Pedaling an Electric Bicycle: What You Need to Know

Pedaling an Electric Bicycle: What You Need to Know

Ebikes are getting more popular every year, due in part to a wider recognition of them and inclusion of their needs in state planning and regulatory rules. This has led to more manufacturers in the marketplace to match the high demand as well, and that means more visibility for the concept in all the marketplaces where bicycles are sold. Electric bikes enjoy a special place in vehicle regulation, because their motorized assist makes them a consistently fast method of travel that can take a user up to 28 miles per hour in some cases but they do not require a license to operate like most other motorized vehicles.

Why the Exception? Don’t You Need To Pedal?

Assisted bicycles are given a special classification because of two reasons. The first is that they are built to simulate the speeds and methods of operation of a traditional bicycle, which means it makes more sense to regulate them as one. The second is because their engine size is limited to a single horsepower, making it even less powerful than many riding lawnmowers and other small engine vehicles that go unregulated. Electric bikes for adults fall into one of three well-recognized classes. Multiple states have adopted this classification, enough that the other states’ electric bike cultures are adopting their terminology even without a legislative backing.

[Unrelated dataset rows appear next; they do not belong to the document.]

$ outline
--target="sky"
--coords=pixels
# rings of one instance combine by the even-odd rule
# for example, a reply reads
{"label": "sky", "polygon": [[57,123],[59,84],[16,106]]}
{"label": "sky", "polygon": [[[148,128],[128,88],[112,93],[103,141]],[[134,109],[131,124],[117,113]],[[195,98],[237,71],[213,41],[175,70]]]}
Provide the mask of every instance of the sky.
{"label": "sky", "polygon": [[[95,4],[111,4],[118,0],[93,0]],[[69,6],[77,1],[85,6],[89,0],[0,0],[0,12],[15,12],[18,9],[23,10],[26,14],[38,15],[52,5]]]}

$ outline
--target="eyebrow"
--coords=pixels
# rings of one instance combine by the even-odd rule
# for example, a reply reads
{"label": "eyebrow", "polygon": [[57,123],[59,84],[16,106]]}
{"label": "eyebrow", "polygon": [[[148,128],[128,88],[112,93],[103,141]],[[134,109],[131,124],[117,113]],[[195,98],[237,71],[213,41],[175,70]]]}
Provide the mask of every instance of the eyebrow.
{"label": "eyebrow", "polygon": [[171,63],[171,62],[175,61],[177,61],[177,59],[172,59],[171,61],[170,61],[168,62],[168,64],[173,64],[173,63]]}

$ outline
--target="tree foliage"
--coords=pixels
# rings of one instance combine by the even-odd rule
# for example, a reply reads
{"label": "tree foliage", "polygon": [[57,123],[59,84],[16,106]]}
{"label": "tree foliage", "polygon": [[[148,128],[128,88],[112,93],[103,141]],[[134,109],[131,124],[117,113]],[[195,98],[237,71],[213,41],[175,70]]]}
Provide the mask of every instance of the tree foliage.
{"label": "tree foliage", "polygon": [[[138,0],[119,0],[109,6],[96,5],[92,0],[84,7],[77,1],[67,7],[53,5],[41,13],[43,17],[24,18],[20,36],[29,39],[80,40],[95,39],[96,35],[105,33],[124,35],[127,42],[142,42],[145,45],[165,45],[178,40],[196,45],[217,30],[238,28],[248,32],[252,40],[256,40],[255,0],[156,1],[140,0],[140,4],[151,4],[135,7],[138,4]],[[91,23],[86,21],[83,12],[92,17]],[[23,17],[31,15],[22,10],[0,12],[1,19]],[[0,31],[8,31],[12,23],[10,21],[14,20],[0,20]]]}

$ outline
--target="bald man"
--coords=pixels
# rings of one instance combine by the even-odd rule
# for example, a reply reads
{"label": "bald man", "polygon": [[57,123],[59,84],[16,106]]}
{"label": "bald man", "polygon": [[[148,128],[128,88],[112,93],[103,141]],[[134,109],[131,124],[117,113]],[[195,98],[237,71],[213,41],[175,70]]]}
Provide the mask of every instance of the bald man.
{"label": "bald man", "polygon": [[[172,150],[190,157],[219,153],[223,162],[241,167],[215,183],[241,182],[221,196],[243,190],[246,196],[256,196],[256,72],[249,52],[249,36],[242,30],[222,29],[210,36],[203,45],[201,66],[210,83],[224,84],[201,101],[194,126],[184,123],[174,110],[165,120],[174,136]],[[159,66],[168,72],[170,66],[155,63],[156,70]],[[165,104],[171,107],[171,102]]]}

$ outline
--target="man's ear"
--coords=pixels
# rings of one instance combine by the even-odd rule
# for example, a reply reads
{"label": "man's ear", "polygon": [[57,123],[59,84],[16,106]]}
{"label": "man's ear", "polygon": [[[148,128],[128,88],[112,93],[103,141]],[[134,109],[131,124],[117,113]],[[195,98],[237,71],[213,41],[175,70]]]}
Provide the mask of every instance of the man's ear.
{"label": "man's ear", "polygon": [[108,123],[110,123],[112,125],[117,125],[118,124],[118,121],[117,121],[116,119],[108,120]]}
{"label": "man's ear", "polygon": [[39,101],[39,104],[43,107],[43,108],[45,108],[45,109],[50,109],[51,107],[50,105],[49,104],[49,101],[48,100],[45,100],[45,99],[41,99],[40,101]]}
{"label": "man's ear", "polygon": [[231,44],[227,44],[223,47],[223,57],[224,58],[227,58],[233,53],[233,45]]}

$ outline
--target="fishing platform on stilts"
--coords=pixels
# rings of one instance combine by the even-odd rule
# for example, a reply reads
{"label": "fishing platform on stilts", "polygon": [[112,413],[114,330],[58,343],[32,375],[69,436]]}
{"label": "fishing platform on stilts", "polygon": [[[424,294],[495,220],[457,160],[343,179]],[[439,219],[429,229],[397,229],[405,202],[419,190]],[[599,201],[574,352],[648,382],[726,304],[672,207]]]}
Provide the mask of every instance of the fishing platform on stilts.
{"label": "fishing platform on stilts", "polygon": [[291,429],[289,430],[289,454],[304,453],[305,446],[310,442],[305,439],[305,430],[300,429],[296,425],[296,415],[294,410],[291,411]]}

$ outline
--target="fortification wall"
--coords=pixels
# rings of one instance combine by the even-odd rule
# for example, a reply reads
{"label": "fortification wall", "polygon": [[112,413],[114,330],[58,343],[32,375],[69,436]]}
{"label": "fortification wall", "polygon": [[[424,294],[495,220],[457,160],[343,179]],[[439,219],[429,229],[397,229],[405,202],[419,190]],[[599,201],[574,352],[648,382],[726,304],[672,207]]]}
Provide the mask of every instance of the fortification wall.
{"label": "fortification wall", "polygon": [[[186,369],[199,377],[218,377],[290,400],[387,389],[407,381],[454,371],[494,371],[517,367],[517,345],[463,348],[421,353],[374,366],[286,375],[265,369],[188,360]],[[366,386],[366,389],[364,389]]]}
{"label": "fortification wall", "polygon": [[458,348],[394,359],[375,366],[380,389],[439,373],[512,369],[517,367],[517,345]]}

  • Class 1 motors only assist while the rider is pedaling and stop assisting when the bike reaches 20 mph
  • Class 2 ebike motors assist whether or not the rider is pedaling, but stop assisting when the bike reaches 20 mph
  • Class 3 mechanisms only work while the rider is pedaling and cut off assist at 28 mph

The use of these classes makes regulation easy, because trails and shared paths can easily be regulated to the appropriate classes of assistance. Since two of the forms of electric assist require pedaling, this naturally leads new riders to ask whether their pedaling style needs to change and how the assist will affect them.

Relax Your Technique

The nice thing about most womens electric bike models? You don’t need to pedal hard, you hardly need to pedal. While this might disappoint hardcore exercise enthusiasts, that’s not what the ebike is for. Instead, it provides the extra boost you usually would need to put serious power into your pedaling to get. That means hills are easy, you can pace yourself to pedal for comfort and fun without worry, and you won’t break a sweat unless you choose to. It’s ideal for a wide range of applications you just can’t use a traditional bike for.

  • Commuting with ease
  • Support for riders in physical rehab
  • Partially disabled riders
  • Lowering strain on long rides
  • Building endurance at your own pace

So what’s the best electric bike for women? That depends on what you’re looking for. If you’re wanting to go off-road with the kind of power that will push you through rugged trails, you need a class 3 motor. If you’re looking for a commuter ride, then you can choose either lower speed class if they’re both allowed in your municipality. As with any new vehicle investment, it’s important to understand the rules before you take it out on the road… or the trail.